At the heart of the debate is the nature of identity: how upgrade-culture plays and preys upon the human body. Considering ourselves as always and already disabled becomes the default. Our bodies, our fleshy restraints that need sleepy standby to function, inhibit the total efficiency and maximum power idealised by late capitalism. A recent increase in the use of ‘smart drugs’ perhaps indicates a cerebral prosthetics, synthetically enhancing our cognitive capabilities. In many ways we are all prosthetic without wearing prosthetic limbs: our phones are rarely more than a metre away from us and we rely on technology for a vast number of our everyday needs. The emphasis of these technologies is on increasing ease and therefore quality of life: contactless exists because we considered inserting a card and pressing four numbers on a pinpad too much effort. A future in which we integrate these technologies into our bodies is not unimaginable. Indeed ‘Grinder’ culture, the meeting of body modification with self-experimentation, points to the trajectory through which silicon might be accepted as part of the body.

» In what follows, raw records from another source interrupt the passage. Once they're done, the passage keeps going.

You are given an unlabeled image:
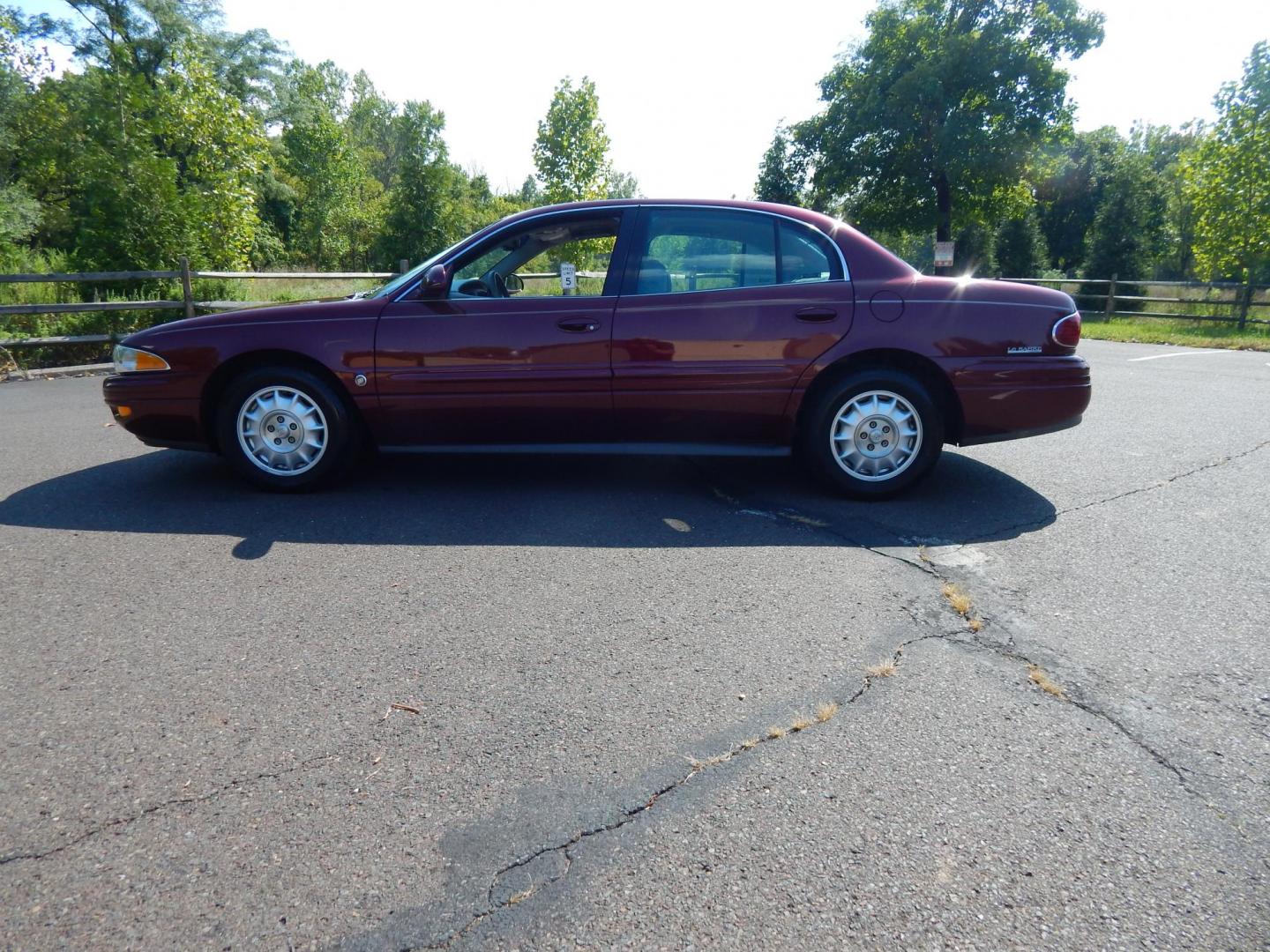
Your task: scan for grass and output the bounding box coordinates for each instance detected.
[1080,315,1270,350]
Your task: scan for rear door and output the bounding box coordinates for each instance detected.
[612,205,852,444]
[376,208,634,445]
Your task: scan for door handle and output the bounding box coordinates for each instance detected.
[794,307,838,324]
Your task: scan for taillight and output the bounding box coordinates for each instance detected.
[1049,311,1080,346]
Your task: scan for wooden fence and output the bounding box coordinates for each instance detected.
[1002,274,1270,330]
[0,264,1270,373]
[0,255,410,348]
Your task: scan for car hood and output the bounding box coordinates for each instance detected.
[123,297,385,346]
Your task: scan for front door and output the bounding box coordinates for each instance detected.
[375,210,623,445]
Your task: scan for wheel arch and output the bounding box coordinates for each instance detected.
[794,348,964,443]
[199,349,369,452]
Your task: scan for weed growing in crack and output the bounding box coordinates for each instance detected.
[1027,664,1067,701]
[865,658,897,678]
[941,582,973,618]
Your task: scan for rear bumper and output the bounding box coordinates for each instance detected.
[945,354,1092,445]
[101,372,211,450]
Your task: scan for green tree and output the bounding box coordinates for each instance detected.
[380,101,467,262]
[996,208,1049,278]
[754,126,806,205]
[952,222,996,274]
[1036,126,1126,271]
[795,0,1102,270]
[1085,150,1164,280]
[1184,41,1270,280]
[278,61,385,268]
[534,76,611,203]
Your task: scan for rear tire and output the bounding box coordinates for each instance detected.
[216,367,361,493]
[797,367,944,499]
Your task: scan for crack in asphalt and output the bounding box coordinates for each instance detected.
[696,469,1224,802]
[0,754,334,866]
[398,632,956,952]
[963,439,1270,545]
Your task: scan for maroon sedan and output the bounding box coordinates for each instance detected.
[104,199,1090,499]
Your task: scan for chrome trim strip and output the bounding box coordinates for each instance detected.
[904,298,1072,310]
[392,202,853,303]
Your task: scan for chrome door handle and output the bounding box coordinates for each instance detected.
[794,307,838,323]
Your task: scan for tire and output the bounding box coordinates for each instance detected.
[216,367,361,493]
[797,367,944,499]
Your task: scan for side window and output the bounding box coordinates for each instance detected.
[634,207,776,294]
[777,221,842,285]
[450,212,621,297]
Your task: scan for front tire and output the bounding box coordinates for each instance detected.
[799,368,944,499]
[216,367,360,493]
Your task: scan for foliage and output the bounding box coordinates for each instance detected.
[754,127,806,205]
[795,0,1102,249]
[1085,150,1164,280]
[952,222,997,277]
[1184,41,1270,279]
[534,76,611,203]
[996,208,1049,278]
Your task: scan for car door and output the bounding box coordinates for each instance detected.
[612,205,852,444]
[375,208,634,445]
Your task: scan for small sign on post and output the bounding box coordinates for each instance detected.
[560,262,578,294]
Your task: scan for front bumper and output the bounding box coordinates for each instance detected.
[101,370,211,450]
[945,354,1092,445]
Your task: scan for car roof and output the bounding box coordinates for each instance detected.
[480,198,917,279]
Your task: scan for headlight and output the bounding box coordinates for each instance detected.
[115,344,171,373]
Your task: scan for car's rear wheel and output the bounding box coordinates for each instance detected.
[799,368,944,499]
[217,367,358,491]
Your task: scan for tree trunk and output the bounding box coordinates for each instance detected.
[935,169,952,274]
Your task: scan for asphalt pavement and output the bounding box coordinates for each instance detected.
[0,341,1270,949]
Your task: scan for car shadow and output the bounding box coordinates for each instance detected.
[0,450,1054,559]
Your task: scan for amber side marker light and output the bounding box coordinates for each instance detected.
[113,344,171,373]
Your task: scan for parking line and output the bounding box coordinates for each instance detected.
[1129,350,1235,363]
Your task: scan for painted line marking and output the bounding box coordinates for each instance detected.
[1129,350,1236,363]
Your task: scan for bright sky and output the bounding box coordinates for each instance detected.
[19,0,1270,198]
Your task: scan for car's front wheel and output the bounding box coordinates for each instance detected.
[217,367,358,491]
[799,368,944,499]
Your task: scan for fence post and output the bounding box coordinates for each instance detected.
[1105,274,1120,321]
[1239,274,1252,330]
[180,255,194,317]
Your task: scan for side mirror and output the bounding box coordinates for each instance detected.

There is a certain irony then that prosthetic envy derives from an ignorance caused by science fiction and a certain laziness of thought. While the current generation of prosthetics wearers look like they are wearing science fiction limbs, none of these yet eclipses the functionality of a human limb: those who are envious of them are inadvertently wishing for a lower quality of life in a world where technology is seeking to increase it as much as possible. While these individuals are empowered through their bodies performing superhuman functions such as charging a phone, the greatest joy Nigel Ackland and Nicky Ashwell felt was having their body restored, being able to once more scratch their left elbow with their right hand or turn the page of a book. Those who are prosthetically envious must consider whether they are merely being seduced by the image of a techno-bionic future, or its reality.

  1. Virtual Futures Salon on Prosthetic Envy (May 2016) -
  2. Nigel Ackland is the pioneering pilot of the bebionic3 – the world’s most advanced prosthetic limb
  3. Having lost his arm in a rail accident in 2012 James A.H. Young now uses a futuristic prosthetic limb designed by the Alternative Limb Project
  4. Nicky Ashwell is the first UK-user of the bebionic small prosthetic limb.